Ms. Mace’s deliberations echo the recent trajectory of Marjorie Taylor Greene of Georgia, another high-profile MAGA figure whose relationship with the White House has deteriorated. Ms. Greene, according to allies, had sought encouragement to run for Senate — encouragement that never came. After her ambitions were reportedly shut down by T.r.u.m.p’s team, she embarked on what colleagues privately describe as a “revenge tour,” increasingly criticizing party leadership and the direction of the movement itself before announcing her own resignation.
Democrats see a pattern. Representative Alexandria Ocasio-Cortez has argued that figures like Ms. Greene and Ms. Mace embody a deeper contradiction within MAGA politics: women who rail against elite power structures while remaining aligned with a movement that often marginalizes them. Rather than confronting systemic issues, critics say, these lawmakers personalize their grievances — and lash out when their individual ambitions are blocked.

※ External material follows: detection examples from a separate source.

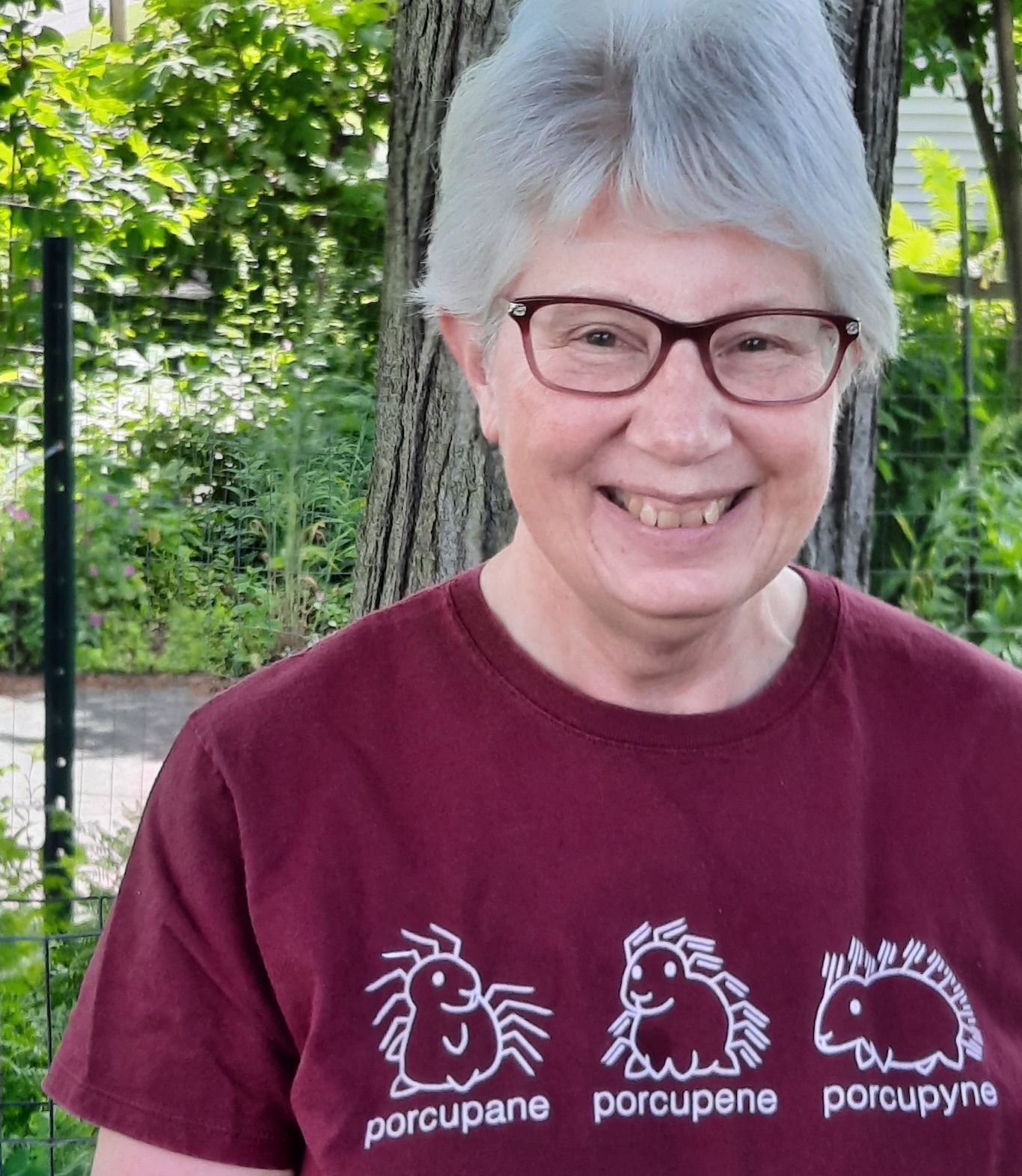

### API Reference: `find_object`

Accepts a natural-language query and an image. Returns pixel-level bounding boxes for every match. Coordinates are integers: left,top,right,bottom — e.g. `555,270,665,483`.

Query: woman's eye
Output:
581,329,621,349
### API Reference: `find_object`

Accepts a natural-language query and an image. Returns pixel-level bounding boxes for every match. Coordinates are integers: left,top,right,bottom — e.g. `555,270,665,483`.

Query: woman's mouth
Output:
600,486,747,530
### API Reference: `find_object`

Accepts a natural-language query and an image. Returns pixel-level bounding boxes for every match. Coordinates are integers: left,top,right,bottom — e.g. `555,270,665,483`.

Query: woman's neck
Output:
482,535,807,714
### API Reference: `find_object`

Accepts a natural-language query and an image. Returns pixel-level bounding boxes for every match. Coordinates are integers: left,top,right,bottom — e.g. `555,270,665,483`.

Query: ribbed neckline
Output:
446,568,841,749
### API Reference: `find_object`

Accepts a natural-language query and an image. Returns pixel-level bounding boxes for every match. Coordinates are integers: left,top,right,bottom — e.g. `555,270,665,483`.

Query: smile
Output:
600,487,744,530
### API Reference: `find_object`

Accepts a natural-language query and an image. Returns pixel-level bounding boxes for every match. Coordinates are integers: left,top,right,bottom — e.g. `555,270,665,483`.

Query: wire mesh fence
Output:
0,192,380,1176
0,895,111,1176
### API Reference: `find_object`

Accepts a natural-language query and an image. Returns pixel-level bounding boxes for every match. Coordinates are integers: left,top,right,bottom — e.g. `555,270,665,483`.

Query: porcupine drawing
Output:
814,938,983,1077
602,919,771,1082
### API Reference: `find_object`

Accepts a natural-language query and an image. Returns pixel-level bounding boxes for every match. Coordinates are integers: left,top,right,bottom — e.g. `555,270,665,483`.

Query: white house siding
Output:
40,0,93,37
894,86,983,224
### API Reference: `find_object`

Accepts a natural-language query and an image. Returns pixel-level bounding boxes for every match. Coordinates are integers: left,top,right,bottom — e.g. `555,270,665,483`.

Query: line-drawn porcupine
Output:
602,919,771,1082
814,938,983,1077
366,923,553,1098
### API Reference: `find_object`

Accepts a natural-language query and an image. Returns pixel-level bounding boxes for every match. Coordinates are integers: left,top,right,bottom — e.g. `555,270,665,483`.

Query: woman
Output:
47,0,1022,1176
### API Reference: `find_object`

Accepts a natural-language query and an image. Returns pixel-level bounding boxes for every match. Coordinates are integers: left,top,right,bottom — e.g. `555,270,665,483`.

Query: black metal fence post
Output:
958,180,981,622
43,238,76,913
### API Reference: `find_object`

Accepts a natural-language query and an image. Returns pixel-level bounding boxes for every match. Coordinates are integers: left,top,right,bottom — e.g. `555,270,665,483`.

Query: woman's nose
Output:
627,340,732,466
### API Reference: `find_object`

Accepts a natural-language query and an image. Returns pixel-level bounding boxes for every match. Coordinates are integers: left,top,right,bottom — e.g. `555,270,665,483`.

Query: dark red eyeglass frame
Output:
508,296,862,408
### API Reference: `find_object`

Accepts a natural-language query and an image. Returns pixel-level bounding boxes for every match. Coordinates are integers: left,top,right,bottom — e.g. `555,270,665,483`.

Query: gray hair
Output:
416,0,897,370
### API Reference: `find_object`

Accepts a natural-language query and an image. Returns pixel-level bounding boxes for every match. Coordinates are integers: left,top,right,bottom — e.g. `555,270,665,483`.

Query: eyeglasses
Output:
508,298,861,405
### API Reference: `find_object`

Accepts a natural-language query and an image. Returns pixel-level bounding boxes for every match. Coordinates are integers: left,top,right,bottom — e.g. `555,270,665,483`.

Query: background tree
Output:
353,0,905,613
905,0,1022,374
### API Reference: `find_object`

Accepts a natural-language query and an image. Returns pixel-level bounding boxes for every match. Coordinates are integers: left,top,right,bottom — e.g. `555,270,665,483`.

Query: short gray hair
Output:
416,0,897,370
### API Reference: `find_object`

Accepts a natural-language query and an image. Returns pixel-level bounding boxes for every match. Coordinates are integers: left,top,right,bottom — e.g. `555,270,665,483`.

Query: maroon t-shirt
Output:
47,572,1022,1176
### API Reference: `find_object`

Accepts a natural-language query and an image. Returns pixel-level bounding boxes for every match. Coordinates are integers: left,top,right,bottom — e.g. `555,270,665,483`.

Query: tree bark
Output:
801,0,905,589
352,0,514,616
353,0,905,616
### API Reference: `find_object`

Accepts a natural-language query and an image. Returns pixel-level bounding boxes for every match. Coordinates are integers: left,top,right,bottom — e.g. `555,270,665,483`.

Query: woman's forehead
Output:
512,212,825,317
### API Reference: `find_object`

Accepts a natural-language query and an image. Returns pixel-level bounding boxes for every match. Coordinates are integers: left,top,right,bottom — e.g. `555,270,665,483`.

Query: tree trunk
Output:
353,0,905,615
353,0,514,615
801,0,905,589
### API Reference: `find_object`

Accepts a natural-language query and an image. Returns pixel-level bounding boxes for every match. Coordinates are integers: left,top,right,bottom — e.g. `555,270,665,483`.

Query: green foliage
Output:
0,0,205,442
903,0,1022,97
0,303,373,675
0,0,389,674
872,142,1022,664
114,0,391,337
888,138,1003,280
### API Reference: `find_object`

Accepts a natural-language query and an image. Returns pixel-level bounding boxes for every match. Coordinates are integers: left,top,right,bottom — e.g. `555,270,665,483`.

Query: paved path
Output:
0,675,215,870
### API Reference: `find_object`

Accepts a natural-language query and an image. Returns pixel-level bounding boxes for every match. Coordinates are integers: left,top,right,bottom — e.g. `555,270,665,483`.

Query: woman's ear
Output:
438,314,500,444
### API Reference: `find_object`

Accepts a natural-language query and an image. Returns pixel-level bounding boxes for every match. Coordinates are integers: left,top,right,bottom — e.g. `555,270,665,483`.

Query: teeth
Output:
613,491,734,530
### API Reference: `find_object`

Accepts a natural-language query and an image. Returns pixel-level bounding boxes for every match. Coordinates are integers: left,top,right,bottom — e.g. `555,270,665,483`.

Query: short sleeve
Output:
43,720,302,1169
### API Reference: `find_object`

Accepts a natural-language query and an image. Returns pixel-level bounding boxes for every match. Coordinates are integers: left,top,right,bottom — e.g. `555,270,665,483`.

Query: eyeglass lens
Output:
530,302,841,401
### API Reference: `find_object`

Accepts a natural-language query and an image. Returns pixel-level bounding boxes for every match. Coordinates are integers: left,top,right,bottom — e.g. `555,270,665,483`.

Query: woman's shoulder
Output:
831,571,1022,700
184,573,471,741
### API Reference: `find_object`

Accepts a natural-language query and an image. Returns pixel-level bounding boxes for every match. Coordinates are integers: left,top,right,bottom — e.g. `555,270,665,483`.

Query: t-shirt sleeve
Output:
43,721,302,1168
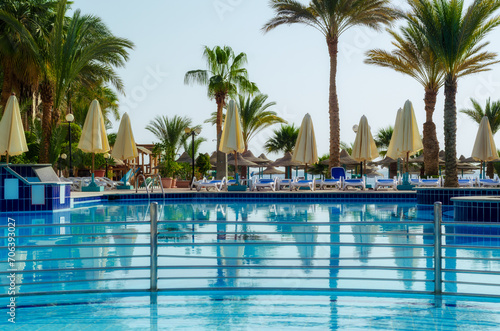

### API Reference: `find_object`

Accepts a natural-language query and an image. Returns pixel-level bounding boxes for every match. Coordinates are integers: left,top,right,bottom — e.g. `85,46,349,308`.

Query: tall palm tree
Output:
263,0,396,167
146,115,192,157
374,125,394,156
182,137,207,158
365,26,444,176
0,0,134,162
264,124,299,153
205,94,286,152
0,0,57,111
184,46,258,179
406,0,500,187
460,98,500,178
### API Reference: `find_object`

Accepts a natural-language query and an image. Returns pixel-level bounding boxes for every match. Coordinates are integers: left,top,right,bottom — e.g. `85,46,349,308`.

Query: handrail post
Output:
434,201,443,294
149,202,158,292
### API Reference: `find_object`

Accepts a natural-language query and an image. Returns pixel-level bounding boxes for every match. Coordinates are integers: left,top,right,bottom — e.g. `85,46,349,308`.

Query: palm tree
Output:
182,137,207,158
365,26,444,176
0,0,134,162
205,94,286,152
374,125,398,178
406,0,500,187
184,46,258,179
146,115,192,157
374,125,394,156
0,0,57,111
264,124,299,153
460,98,500,178
263,0,396,167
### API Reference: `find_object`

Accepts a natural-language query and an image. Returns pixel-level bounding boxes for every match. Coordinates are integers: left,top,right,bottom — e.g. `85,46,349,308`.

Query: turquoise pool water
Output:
0,202,500,330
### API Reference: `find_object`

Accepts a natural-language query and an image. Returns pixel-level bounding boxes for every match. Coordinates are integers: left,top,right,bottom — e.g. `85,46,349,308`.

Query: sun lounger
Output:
290,178,316,191
418,177,441,187
374,177,398,191
276,178,293,190
458,178,474,187
250,177,277,191
477,175,500,187
321,167,345,190
343,178,366,191
195,177,227,192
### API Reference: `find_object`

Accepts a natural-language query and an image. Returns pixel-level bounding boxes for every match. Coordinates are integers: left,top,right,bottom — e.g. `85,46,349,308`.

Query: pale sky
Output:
73,0,500,158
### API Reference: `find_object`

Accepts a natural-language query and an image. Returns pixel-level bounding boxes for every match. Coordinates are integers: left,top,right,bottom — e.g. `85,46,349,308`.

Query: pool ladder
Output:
135,174,165,200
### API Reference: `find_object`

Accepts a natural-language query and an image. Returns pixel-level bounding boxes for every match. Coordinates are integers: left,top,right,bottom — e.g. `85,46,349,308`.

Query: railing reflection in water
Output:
0,203,500,296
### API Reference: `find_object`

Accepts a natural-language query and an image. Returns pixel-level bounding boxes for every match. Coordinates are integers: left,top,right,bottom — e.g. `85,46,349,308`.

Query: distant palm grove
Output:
0,0,134,163
0,0,500,187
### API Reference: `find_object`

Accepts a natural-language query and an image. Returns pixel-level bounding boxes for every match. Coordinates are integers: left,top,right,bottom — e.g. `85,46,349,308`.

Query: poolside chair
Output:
458,178,474,187
343,178,366,191
290,178,316,191
250,176,277,191
373,177,398,191
276,178,293,190
321,167,346,190
418,177,442,187
196,177,227,192
477,175,500,187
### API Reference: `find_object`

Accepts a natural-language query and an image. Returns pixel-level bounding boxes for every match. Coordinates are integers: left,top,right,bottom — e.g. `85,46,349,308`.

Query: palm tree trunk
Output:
444,75,458,187
423,89,439,176
215,93,227,179
38,79,54,163
326,37,340,168
0,63,13,115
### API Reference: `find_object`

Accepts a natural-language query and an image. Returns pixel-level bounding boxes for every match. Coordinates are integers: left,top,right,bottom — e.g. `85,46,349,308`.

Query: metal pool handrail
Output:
135,174,150,200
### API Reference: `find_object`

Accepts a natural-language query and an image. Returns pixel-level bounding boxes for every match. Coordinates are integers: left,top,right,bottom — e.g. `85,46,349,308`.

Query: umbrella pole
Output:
234,151,239,184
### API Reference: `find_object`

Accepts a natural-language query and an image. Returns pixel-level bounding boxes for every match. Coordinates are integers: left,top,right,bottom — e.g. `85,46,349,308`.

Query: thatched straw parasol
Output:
262,166,285,175
227,153,258,167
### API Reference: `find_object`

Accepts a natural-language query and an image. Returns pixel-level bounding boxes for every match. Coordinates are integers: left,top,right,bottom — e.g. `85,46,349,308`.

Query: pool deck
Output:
71,188,416,198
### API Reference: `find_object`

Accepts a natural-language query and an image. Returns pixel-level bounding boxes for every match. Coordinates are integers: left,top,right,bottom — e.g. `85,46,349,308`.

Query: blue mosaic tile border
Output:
454,201,500,222
417,188,500,206
74,192,416,204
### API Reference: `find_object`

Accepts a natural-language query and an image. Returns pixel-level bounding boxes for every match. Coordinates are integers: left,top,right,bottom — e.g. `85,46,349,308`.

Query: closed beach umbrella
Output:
387,100,424,174
352,115,378,174
292,114,318,176
111,113,139,161
471,116,498,179
219,100,245,178
0,95,28,163
385,108,403,160
78,100,110,186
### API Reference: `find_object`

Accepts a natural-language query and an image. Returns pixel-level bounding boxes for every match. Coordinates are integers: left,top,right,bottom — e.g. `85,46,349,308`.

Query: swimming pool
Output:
0,201,500,330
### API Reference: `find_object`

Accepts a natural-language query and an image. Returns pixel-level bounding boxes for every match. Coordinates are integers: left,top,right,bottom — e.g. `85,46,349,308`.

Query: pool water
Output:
0,202,500,330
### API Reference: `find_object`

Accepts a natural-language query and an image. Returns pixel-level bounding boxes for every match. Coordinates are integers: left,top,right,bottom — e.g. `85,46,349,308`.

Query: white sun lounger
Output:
477,175,500,187
276,178,293,190
250,177,277,191
458,178,474,187
418,177,441,187
196,177,227,192
373,177,398,191
290,178,316,191
343,178,366,191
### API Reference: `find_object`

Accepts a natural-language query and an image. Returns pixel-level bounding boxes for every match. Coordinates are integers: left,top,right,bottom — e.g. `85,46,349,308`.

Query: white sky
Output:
73,0,500,158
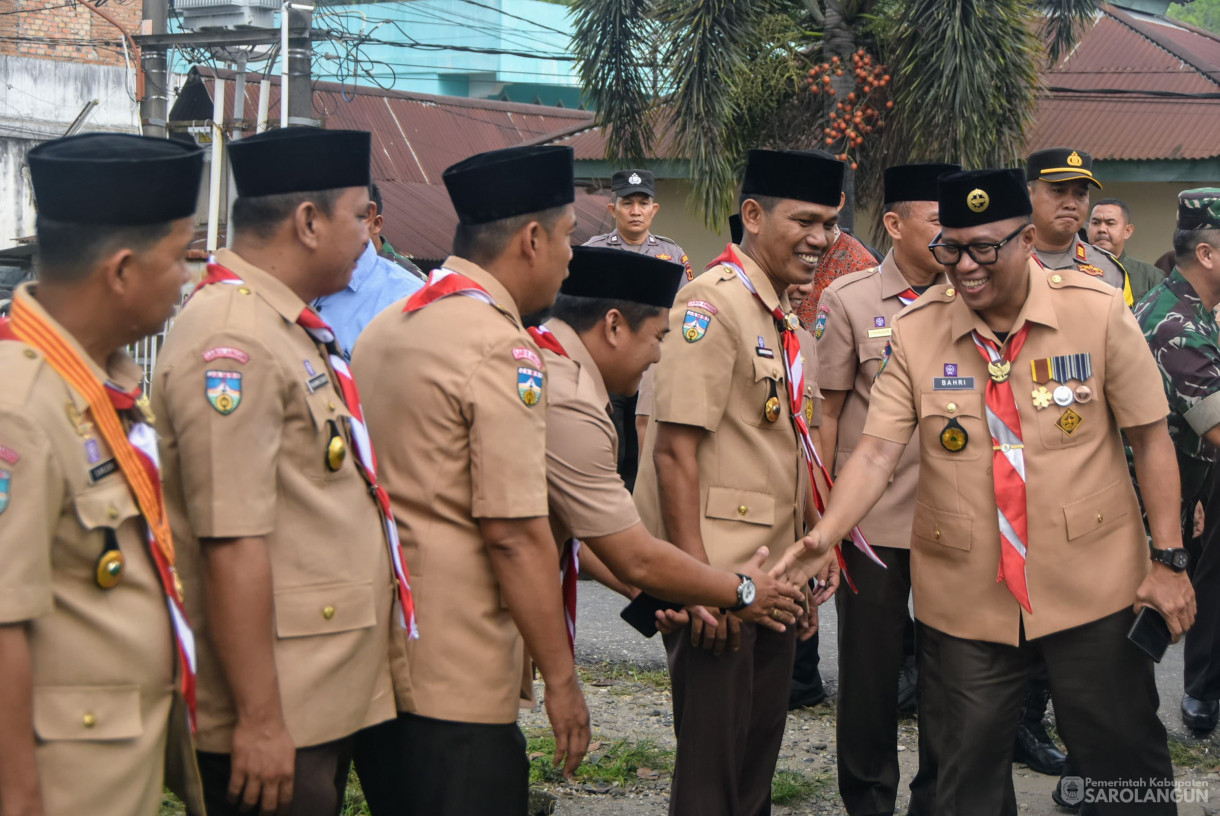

Still, the anger is real, and it is spreading. According to reporting by Annie Karni of The New York Times, Ms. Mace has told confidants she is “sick” of how Speaker Johnson runs the House, particularly when it comes to the treatment of women. She is expected to meet soon with Ms. Greene to discuss her next steps.
Speaker Johnson’s position looks increasingly precarious. He ascended to the role only after a chaotic struggle in 2023 that ended with the removal of Kevin McCarthy, a revolt in which Ms. Mace herself played a role. Now, with Republicans holding only a razor-thin majority and Democrats outperforming expectations in special elections, complaints about Johnson’s leadership are surfacing from across the conference. Some Republicans openly question whether he can survive the remainder of his term.
Layered atop this power struggle is another combustible issue: the renewed push to release files related to Jeffrey Epstein. The House Oversight Committee, led in part by Democrats such as Representative Robert Garcia, has released more than 150 previously unseen images and videos from Epstein’s private island. Yet critics accuse the White House and Republican leadership of dragging their feet, despite subpoenas and bipartisan legislation demanding full transparency.
Garcia and others point fingers at officials including Pam Bondi and Kash Patel, accusing them of stalling. They also criticize Oversight Chairman James Comer for subpoenaing only a small fraction of the financial institutions tied to Epstein, leaving many questions unanswered. While T.r.u.m.p has repeatedly claimed the Epstein files are already public, lawmakers say that claim does not withstand scrutiny.
For many Republicans, the Epstein controversy is emblematic of a deeper betrayal: campaign promises made, but not kept — transparency pledged, but denied.
Together, the collapsing poll numbers, the leadership revolt, the Epstein files, and the resignation talk paint a picture of a movement in open conflict with itself. What was once enforced unity through fear and loyalty is now giving way to fragmentation, grievance, and public defiance.
Whether Nancy Mace ultimately resigns or not, the message is already unmistakable. The MAGA coalition is no longer marching in lockstep, authority is slipping, and the struggle for the party’s future is playing out in real time — across cable news, congressional hallways, and social media feeds that are melting down as the internet continues to explode.